Description
Describe the bug
zosv3light node 7403 running on a hetzner dedicated server was running fine until I deployed a workload via terraform. A full vm with mycelium and ygg enabled.
saw this on 2 other nodes as well, same exact behavior. Once deployed the vm works over mycelium for a few minutes and then becomes unreachable, however the issue does not seem to be related to mycelium. In loki one can find that dhcp-zos lost it's carrier, and therefore removed it's default routes etc ..
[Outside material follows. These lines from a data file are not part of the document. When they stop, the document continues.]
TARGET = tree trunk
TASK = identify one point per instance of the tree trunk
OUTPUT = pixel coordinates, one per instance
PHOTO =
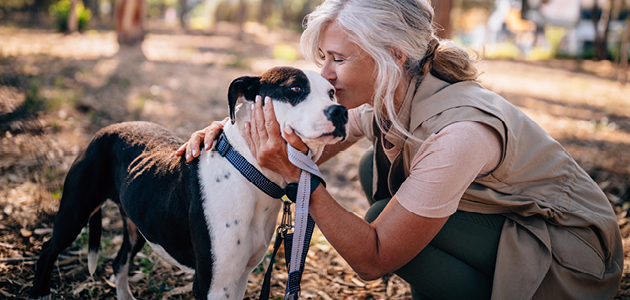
(73, 21)
(625, 44)
(94, 7)
(442, 17)
(242, 17)
(129, 18)
(264, 11)
(183, 6)
(601, 36)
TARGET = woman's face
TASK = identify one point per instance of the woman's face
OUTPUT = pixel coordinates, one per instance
(348, 68)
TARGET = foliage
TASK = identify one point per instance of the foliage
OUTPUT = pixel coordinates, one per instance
(284, 52)
(60, 11)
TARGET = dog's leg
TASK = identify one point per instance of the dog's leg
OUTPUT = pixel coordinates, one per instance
(132, 243)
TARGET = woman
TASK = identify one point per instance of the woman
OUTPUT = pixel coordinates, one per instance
(471, 199)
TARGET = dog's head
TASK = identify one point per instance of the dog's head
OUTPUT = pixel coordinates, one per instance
(301, 99)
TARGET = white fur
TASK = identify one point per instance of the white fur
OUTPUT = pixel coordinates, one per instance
(92, 260)
(238, 232)
(159, 250)
(123, 292)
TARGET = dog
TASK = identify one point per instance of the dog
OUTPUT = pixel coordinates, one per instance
(203, 216)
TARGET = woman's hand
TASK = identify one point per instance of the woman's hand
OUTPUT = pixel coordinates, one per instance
(207, 135)
(267, 144)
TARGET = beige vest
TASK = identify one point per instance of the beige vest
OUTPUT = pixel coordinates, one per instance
(561, 239)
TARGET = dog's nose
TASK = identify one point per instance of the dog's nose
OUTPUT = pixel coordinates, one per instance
(337, 114)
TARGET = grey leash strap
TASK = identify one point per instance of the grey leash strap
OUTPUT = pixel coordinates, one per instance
(304, 224)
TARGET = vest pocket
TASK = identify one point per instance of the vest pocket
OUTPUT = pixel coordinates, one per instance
(578, 249)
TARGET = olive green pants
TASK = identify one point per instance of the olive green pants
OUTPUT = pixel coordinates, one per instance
(458, 263)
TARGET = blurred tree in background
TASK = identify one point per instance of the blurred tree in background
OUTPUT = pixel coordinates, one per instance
(606, 22)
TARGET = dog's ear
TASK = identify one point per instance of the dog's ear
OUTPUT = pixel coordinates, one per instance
(243, 86)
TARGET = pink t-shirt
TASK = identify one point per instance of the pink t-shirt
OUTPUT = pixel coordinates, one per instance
(445, 165)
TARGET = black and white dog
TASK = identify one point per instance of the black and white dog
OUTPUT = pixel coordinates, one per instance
(203, 216)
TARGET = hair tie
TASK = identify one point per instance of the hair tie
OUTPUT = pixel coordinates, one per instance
(429, 56)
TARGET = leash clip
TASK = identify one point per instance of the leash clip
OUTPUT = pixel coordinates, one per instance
(222, 145)
(286, 224)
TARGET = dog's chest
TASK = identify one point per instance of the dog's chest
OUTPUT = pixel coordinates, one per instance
(240, 217)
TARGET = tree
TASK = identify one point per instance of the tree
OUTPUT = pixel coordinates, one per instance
(73, 21)
(601, 16)
(129, 16)
(442, 17)
(183, 7)
(623, 59)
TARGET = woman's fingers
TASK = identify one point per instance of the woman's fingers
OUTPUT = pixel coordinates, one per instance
(181, 150)
(206, 135)
(294, 140)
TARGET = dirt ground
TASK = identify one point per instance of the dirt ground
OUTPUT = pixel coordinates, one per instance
(57, 90)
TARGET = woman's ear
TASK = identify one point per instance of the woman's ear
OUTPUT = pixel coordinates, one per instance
(399, 56)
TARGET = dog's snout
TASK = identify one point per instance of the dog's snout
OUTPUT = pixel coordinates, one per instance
(337, 113)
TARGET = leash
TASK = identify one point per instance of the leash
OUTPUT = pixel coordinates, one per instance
(310, 178)
(295, 244)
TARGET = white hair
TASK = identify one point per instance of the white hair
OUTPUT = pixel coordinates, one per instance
(382, 28)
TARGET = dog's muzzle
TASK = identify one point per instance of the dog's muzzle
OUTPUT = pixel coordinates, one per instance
(338, 115)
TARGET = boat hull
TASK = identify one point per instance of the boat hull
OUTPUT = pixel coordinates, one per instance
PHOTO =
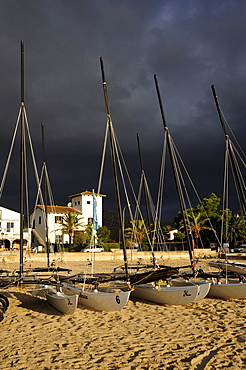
(235, 267)
(230, 290)
(63, 303)
(169, 295)
(100, 301)
(203, 287)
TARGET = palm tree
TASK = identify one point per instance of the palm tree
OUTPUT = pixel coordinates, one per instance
(195, 224)
(236, 228)
(69, 223)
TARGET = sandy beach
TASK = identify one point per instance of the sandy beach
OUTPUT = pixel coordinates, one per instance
(209, 334)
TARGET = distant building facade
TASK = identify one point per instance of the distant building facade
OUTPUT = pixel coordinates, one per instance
(10, 230)
(81, 203)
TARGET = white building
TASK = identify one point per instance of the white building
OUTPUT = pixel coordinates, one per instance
(81, 203)
(54, 217)
(10, 230)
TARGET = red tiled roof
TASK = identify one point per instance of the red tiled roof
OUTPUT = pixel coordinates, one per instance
(59, 209)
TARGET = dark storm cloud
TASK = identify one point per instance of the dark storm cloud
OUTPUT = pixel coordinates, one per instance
(188, 44)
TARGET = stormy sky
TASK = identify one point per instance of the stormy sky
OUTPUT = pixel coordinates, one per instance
(188, 44)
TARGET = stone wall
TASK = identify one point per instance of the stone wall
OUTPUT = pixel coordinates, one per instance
(116, 255)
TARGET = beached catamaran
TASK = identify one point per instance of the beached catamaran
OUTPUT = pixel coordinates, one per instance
(174, 291)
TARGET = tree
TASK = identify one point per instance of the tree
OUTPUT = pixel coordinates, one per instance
(69, 223)
(234, 227)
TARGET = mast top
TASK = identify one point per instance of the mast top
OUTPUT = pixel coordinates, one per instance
(22, 71)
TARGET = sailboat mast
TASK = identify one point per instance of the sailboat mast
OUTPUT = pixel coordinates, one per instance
(22, 161)
(45, 200)
(175, 172)
(143, 173)
(238, 180)
(113, 156)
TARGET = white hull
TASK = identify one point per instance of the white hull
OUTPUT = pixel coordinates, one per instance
(230, 290)
(203, 287)
(167, 294)
(236, 267)
(100, 301)
(66, 304)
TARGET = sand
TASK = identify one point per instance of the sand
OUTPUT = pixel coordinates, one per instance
(209, 334)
Therefore it becomes impossible to remove the workload via terraform since the node is unreachable. I have to reboot the zos node and then remove the deployment. If after a reboot one waits a few minutes, the same pattern repeats until the deployment is removed. Deploying the same terraform on other nodes does not create this issue.
To Reproduce
Steps to reproduce the behavior:
1. deploy below terraform on mainnet node 7403
2. watch the loki logs: https://mon.grid.tf/explore?orgId=1&left=%7B%22datasource%22:%22Loki-ZOS%22,%22queries%22:%5B%7B%22refId%22:%22A%22,%22expr%22:%22%7Bfarm%3D%5C%223997%5C%22,network%3D%5C%22production%5C%22,node%3D%5C%225C8DMBKpg88NM1XRS91ET9BYo26bo1YoVPyMQMeXRhijyFVm%5C%22%7D%22%7D%5D,%22range%22:%7B%22from%22:%22now-5m%22,%22to%22:%22now%22%7D%7D
3. watch the metrics stop: https://metrics.grid.tf/d/rYdddlPWkfqwf/zos-host-metrics?orgId=2&refresh=30s&var-network=production&var-farm=3997&var-node=5C8DMBKpg88NM1XRS91ET9BYo26bo1YoVPyMQMeXRhijyFVm&var-diskdevices=%5Ba-z%5D%2B%7Cnvme%5B0-9%5D%2Bn%5B0-9%5D%2B%7Cmmcblk%5B0-9%5D%2B&from=now-1h&to=now&timezone=browser
4. try to reach your deployment and test if it stays online
Expected behavior
normal node / deployment operation
Screenshots
terraform:
terraform {
required_providers {
grid = {
source = "threefoldtech/grid"
}
}
}
provider "grid" {
}
resource "random_bytes" "mycelium_ip_seed" {
length = 6
}
resource "random_bytes" "mycelium_key" {
length = 32
}
resource "grid_network" "net1" {
nodes = [7403]
ip_range = "10.212.0.0/16"
name = "myceiperf2"
description = "myceiperf2"
add_wg_access = true
mycelium_keys = {
format("%s", 7403) = random_bytes.mycelium_key.hex
}
}
resource "grid_deployment" "d1" {
node = 7403
network_name = grid_network.net1.name
disks {
name = "root"
size = 25
}
vms {
name = "myceiperf2"
flist = "https://hub.grid.tf/tf-official-vms/ubuntu-24.04-latest.flist"
cpu = 4
planetary = true
publicip = false
publicip6 = false
memory = 8192
# entrypoint = "/sbin/zinit init"
mounts {
name = "root"
mount_point = "/data"
}
env_vars = {
SSH_KEY ="ssh-ed25519 AAAAC3NzaC1lZDI1NTE5AAAAIDYNeJXJV2FNEwuQz6e0jkKeqRbKWwftBKq+sjSTqa2x"
}
mycelium_ip_seed = random_bytes.mycelium_ip_seed.hex
}
}
output "wg_config" {
value = grid_network.net1.access_wg_config
}
output "node1_vm1_ip" {
value = grid_deployment.d1.vms[0].ip
}
output "public_ip" {
value = grid_deployment.d1.vms[0].computedip
}
output "public_ip6" {
value = grid_deployment.d1.vms[0].computedip6
}
output "planetary_ip" {
value = grid_deployment.d1.vms[0].planetary_ip
}
output "vm1_mycelium_ip" {
value = grid_deployment.d1.vms[0].mycelium_ip
}